There are a handful of possible explanations, said Health Department spokeswoman Kim Deti. For one, Wyoming’s overall population has fallen in recent years, itself a statistic likely related to the state’s struggling economy.

In December, the state’s Economic Analysis Division found that nearly 6,500 residents have left Wyoming since the energy industry here took a nosedive. That’s the most significant population dip since the bust of the 1980s, in which 57,000 Wyomingites left over seven years.

Deti also pointed to a drop in teen births and to the state’s aging population as other factors in the decline in resident births. Health Department officials have said the latter is a problem that will exacerbate an already-stressed state Medicaid system.

Deti cautioned that Wyoming’s low population can produce somewhat drastic swings when the numbers shift.

“It’s something to pay attention to, but you have to take that step back and say our numbers are unusual in some ways because of our low population,” she said.

Resident deaths, meanwhile, ticked upward slightly to 4,762 in 2017, from 4,706 the previous year. Deti said that might also be related to the aging population, but she “didn’t want to assign … a trend there prematurely.”

There were also fewer marriages — 4,125 compared to 4,145 — and fewer divorces — 2,278 to 2,461 — in 2017 from the previous year.

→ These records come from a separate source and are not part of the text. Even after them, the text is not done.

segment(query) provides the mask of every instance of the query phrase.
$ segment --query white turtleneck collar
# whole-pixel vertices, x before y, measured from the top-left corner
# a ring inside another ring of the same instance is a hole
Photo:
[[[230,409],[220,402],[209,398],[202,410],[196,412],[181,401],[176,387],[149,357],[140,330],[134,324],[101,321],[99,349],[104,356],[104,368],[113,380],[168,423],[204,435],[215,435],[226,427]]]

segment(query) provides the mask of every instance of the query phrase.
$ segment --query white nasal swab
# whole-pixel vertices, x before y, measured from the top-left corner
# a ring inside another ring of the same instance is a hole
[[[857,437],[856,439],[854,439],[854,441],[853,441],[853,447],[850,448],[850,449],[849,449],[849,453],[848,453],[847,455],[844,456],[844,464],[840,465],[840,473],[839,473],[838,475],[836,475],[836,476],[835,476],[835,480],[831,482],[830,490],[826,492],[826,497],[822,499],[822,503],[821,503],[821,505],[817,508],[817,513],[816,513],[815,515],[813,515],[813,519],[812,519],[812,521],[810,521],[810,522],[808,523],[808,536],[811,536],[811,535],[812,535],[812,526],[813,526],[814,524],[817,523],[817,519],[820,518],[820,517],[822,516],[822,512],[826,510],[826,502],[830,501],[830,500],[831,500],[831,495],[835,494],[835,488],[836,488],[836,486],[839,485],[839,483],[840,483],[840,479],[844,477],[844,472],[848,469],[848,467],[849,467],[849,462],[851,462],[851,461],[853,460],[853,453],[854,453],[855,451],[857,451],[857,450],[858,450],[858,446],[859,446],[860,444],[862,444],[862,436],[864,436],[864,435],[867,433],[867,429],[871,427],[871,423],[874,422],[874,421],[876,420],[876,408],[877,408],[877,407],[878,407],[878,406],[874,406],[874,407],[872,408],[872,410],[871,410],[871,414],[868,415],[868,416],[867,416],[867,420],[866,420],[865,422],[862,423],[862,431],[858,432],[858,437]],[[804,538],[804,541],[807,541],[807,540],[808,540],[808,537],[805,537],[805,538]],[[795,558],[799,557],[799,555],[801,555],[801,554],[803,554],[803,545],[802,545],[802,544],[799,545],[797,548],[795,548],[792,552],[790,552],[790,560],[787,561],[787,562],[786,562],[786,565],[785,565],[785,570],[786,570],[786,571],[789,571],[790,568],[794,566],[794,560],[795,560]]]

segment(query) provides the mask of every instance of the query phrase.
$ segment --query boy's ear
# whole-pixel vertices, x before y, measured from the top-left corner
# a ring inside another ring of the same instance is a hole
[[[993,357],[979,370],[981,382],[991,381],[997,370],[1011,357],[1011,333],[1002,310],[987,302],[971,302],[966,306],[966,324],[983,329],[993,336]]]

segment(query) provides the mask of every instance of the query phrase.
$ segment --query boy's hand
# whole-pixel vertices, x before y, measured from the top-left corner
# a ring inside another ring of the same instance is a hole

Emma and Wyatt were the most popular names given to the babies who were born last year. Both also topped the list last year. Ava, Harper, Olivia and Charlotte were the top choices for girls names after Emma. Carter, Liam, Oliver, Benjamin and Logan fell behind Wyatt for boys.

Deti noted last year that name popularity often tracks pop culture, which may explain Charlotte: Princess Charlotte is the three-year-old daughter of England’s Prince William and his wife, Catherine.